Ich räumte mein Apartment auf und versuchte dabei, nicht auf die leeren Stellen zu achten, wo früher die Elektrogeräte gestanden hatten. Auch die Abdrücke der Phantommöbel auf dem Wohnzimmerteppich ignorierte ich eisern. Die zehntausend Dollar für Morelli konnte ich gut gebrauchen, um mein Leben wieder einigermaßen in den Griff zu kriegen, aber an sich war die Kopfgeldjägerei nur eine Überbrückungsmaßnahme. Eigentlich sollte ich gleichzeitig nach einem anständigen Job suchen.
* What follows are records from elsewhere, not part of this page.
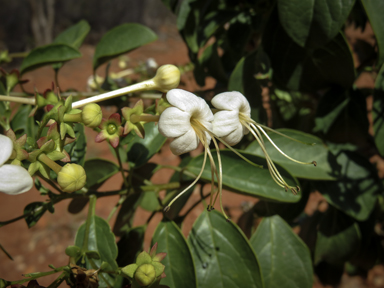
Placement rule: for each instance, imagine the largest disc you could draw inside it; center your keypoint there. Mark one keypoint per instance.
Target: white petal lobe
(14, 180)
(6, 148)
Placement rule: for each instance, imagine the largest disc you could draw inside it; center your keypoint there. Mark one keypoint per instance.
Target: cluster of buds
(147, 271)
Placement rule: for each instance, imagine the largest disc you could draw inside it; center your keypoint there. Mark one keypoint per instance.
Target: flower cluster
(190, 121)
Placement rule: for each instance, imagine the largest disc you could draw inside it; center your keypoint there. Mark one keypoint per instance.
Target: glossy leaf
(127, 210)
(299, 151)
(338, 238)
(179, 266)
(356, 188)
(307, 70)
(121, 39)
(378, 111)
(223, 256)
(375, 12)
(21, 123)
(77, 149)
(98, 171)
(286, 260)
(102, 240)
(180, 203)
(49, 54)
(313, 23)
(245, 178)
(242, 79)
(74, 35)
(141, 150)
(38, 209)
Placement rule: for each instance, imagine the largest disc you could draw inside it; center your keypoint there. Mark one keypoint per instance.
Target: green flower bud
(73, 251)
(92, 115)
(145, 274)
(167, 77)
(129, 270)
(71, 177)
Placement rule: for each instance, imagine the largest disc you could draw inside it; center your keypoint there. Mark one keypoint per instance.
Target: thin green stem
(22, 100)
(91, 214)
(38, 275)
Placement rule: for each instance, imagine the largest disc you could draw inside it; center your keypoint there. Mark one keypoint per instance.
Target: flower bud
(167, 77)
(92, 115)
(145, 274)
(71, 177)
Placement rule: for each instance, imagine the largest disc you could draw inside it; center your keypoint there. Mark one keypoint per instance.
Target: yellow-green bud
(92, 115)
(71, 177)
(145, 274)
(167, 77)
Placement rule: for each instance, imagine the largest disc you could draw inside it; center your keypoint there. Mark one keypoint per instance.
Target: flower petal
(14, 180)
(232, 101)
(226, 125)
(6, 148)
(185, 143)
(174, 122)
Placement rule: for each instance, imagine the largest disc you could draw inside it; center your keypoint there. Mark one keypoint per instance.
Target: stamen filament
(278, 149)
(281, 134)
(189, 186)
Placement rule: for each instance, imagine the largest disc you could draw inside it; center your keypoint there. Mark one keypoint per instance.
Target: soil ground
(33, 249)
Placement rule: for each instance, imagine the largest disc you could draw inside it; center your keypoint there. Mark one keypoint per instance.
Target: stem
(18, 54)
(23, 100)
(144, 118)
(73, 118)
(64, 196)
(49, 162)
(38, 275)
(146, 85)
(91, 214)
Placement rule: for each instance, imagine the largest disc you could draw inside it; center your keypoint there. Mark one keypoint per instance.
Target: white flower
(226, 124)
(233, 121)
(189, 121)
(14, 179)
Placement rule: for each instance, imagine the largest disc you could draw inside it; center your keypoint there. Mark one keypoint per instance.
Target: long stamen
(189, 186)
(278, 149)
(271, 166)
(281, 134)
(220, 180)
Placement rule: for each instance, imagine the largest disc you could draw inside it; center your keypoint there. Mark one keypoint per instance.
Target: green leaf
(180, 203)
(299, 151)
(307, 70)
(242, 79)
(141, 150)
(245, 178)
(375, 12)
(49, 54)
(127, 210)
(179, 266)
(338, 238)
(74, 35)
(77, 149)
(149, 201)
(222, 254)
(21, 123)
(378, 111)
(286, 261)
(121, 39)
(356, 188)
(102, 240)
(38, 209)
(98, 171)
(313, 23)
Warum redete ich mir das noch ein? Ich hatte doch längst alle Brücken hinter mir abgebrochen.
Ich konnte bei der Kopfgeldjägerei bleiben, aber selbst wenn alles gut lief, war die Arbeit ein riskantes Spiel. Wenn aber etwas schiefging… Daran wollte ich gar nicht erst denken. Ich würde mich nicht nur damit abfinden müssen, bedroht, gehaßt, belästigt, verletzt oder gar getötet zu werden, sondern ich würde mich auch daran gewöhnen müssen, freiberuflich tätig zu sein. Außerdem blieb mir gar nichts anderes übrig, als Kampfsportarten zu lernen und mir polizeiliche Techniken für die Festnahme von Straftätern anzueignen. Ich mußte ja nicht gleich zum Terminator werden, aber weiter so aufs Geratewohl vor mich hin wursteln wollte ich auch nicht. Wenn ich noch einen Fernsehapparat besessen hätte, hätte ich mir Wiederholungen von Cagney und Lacey ansehen können.
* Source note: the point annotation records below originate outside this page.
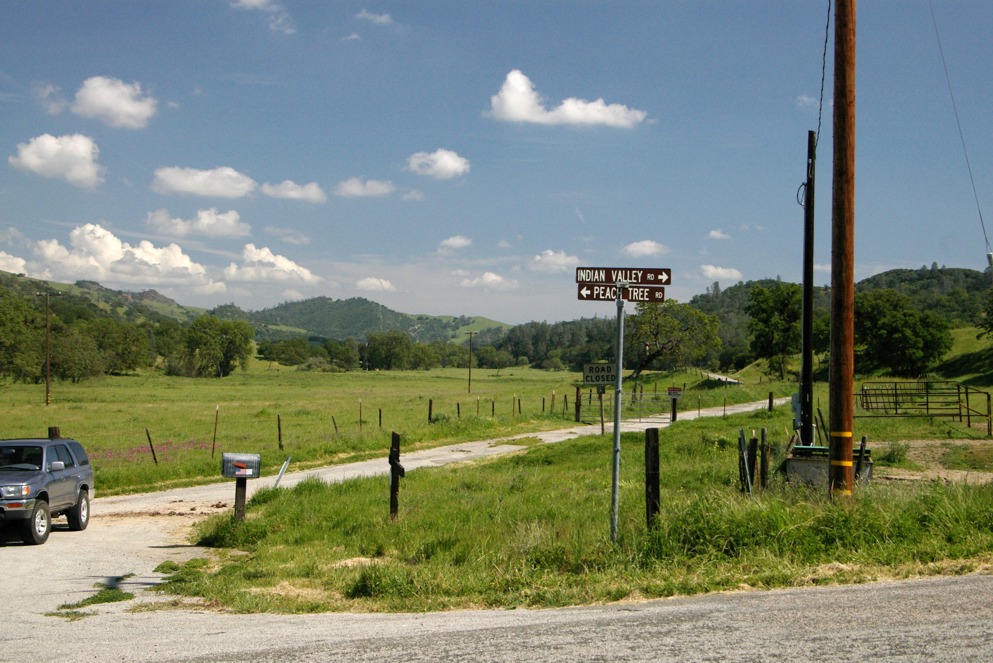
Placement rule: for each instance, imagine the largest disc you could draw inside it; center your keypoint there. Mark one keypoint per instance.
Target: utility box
(811, 465)
(241, 466)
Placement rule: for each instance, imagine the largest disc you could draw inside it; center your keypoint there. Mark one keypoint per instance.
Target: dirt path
(928, 454)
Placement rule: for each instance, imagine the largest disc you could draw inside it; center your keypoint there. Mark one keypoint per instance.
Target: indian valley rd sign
(611, 275)
(632, 293)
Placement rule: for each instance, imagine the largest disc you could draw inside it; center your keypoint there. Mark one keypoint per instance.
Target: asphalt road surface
(936, 619)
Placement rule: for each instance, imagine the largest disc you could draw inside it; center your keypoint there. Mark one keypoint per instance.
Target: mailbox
(241, 466)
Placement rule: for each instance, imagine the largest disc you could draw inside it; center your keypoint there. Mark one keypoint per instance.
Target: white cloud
(553, 261)
(263, 266)
(70, 158)
(288, 235)
(114, 102)
(378, 19)
(517, 101)
(356, 187)
(279, 20)
(373, 284)
(454, 243)
(311, 193)
(12, 264)
(726, 273)
(97, 254)
(223, 182)
(645, 247)
(208, 223)
(489, 281)
(50, 98)
(441, 164)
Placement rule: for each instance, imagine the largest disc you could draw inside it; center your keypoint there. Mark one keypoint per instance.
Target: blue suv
(41, 479)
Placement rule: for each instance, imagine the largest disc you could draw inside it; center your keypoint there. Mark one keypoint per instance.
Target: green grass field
(324, 418)
(532, 529)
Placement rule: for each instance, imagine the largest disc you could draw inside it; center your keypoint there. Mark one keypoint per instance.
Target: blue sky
(463, 158)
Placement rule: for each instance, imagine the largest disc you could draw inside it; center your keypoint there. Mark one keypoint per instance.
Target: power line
(958, 122)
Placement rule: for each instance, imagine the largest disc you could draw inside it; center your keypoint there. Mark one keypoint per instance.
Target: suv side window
(63, 454)
(77, 451)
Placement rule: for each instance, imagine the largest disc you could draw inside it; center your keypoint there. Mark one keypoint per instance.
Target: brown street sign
(592, 292)
(634, 276)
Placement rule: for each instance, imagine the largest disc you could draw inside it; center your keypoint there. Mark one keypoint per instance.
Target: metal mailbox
(241, 466)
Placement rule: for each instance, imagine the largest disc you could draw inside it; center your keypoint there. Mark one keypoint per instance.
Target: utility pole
(48, 345)
(470, 360)
(807, 368)
(842, 364)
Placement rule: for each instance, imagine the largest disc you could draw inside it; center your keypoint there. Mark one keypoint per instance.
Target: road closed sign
(599, 374)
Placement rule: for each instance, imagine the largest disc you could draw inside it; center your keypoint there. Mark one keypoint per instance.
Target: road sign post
(620, 284)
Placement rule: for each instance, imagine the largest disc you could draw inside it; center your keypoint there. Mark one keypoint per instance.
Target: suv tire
(79, 515)
(39, 525)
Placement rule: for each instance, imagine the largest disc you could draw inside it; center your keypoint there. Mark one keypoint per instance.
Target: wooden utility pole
(843, 252)
(470, 360)
(807, 369)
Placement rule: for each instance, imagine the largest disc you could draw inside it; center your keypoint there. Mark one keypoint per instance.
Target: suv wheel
(79, 515)
(37, 528)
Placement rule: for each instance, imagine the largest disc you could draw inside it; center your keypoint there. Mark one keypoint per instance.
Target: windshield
(17, 457)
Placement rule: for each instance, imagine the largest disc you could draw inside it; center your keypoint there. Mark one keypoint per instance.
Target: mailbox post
(240, 467)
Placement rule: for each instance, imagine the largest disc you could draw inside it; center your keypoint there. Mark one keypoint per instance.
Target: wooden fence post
(396, 473)
(652, 490)
(766, 459)
(213, 444)
(150, 446)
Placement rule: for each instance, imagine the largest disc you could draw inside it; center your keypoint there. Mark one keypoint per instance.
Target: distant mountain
(358, 317)
(320, 317)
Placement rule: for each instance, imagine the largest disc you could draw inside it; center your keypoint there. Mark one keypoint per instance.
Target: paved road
(933, 619)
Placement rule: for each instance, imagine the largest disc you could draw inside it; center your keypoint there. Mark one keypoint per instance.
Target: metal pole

Mir fiel ein, daß ich noch einen zweiten Riegel an der Wohnungstür anbringen lassen wollte, und ich beschloß, Dillon Ruddick, dem Hausmeister, einen Besuch abzustatten. Dillon und ich waren Freunde, was daran lag, daß wir so ziemlich die einzigen Menschen im ganzen Haus waren, die Metamusil nicht für einen der größten Lebensmittelmultis des Landes hielten. Dillon bewegte die Lippen, wenn er die Comicseite in der Zeitung las, aber man brauchte ihm bloß ein Werkzeug in die Hand zu drücken, und schon verwandelte er sich in ein echtes Genie. Er wohnte im Souterrain in einer Einzimmerwohnung, in die nie ein Sonnenstrahl fiel. Die ständige Geräuschkulisse wurde von rumorenden Heizkesseln und gurgelnden Wasserleitungen gebildet. Dillon behauptete, der Lärm störe ihn nicht. Er redete sich einfach ein, es wäre das Meer.
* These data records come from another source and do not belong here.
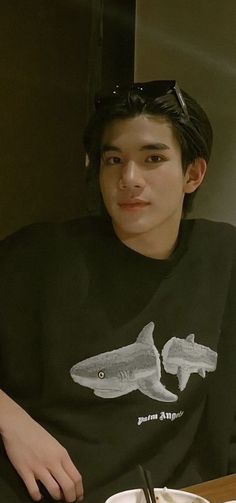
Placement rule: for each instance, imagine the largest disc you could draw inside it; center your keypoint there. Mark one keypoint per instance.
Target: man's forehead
(151, 132)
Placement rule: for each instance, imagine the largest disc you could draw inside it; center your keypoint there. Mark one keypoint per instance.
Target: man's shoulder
(214, 229)
(214, 237)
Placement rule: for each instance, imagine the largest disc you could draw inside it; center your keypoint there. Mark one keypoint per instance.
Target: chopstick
(147, 485)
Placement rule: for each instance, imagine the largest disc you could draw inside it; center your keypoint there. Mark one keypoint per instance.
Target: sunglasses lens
(153, 89)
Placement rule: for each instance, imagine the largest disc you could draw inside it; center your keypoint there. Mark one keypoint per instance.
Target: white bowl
(163, 495)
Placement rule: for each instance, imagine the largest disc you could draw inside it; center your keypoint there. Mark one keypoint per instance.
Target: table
(217, 490)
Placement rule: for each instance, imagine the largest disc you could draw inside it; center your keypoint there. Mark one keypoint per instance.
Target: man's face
(141, 177)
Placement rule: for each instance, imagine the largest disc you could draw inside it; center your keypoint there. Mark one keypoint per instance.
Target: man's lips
(135, 204)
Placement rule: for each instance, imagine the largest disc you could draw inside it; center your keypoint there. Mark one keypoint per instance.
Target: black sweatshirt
(123, 358)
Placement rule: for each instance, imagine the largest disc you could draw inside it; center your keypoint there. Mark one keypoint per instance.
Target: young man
(118, 333)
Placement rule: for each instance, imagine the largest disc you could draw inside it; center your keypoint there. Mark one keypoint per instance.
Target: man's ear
(194, 175)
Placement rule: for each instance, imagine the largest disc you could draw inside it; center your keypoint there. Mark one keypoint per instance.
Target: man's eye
(154, 158)
(110, 161)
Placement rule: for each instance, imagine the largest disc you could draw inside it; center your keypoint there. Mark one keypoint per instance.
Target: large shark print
(118, 372)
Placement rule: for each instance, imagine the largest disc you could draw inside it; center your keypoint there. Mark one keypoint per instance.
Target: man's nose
(131, 176)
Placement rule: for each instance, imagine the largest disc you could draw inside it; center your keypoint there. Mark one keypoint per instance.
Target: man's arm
(36, 455)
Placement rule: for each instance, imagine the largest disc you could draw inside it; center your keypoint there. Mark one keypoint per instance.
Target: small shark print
(182, 357)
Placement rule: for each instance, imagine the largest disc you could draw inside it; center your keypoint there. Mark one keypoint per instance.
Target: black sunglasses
(153, 89)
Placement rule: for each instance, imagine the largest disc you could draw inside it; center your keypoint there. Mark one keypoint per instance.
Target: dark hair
(194, 133)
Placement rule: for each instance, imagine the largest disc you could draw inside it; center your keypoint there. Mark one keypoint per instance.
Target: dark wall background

»’n Abend, Dillon«, sagte ich, als er mir aufmachte. »Wie geht’s?«
»Gut geht’s. Kann nicht klagen. Na, wo brennt’s?«
»Ich habe Angst vor Einbrechern, Dillon. Ich hätte gern noch einen zweiten Riegel an der Wohnungstür.«
»Gute Idee«, sagte er. »Man kann nie vorsichtig genug sein. An Mrs. Lugers Tür habe ich auch gerade einen neuen Riegel angebracht. Sie hat gesagt, vor ein paar Nächten hätte ein Kerl wie ein Schrank im Hausflur rumkrakeelt. Angeblich wäre sie vor Schreck fast gestorben. Vielleicht hast du ihn auch gehört. Mrs. Luger wohnt ja fast neben dir.«
Um ein Haar hätte ich mich verraten. Ich wußte, wie der Schrank hieß.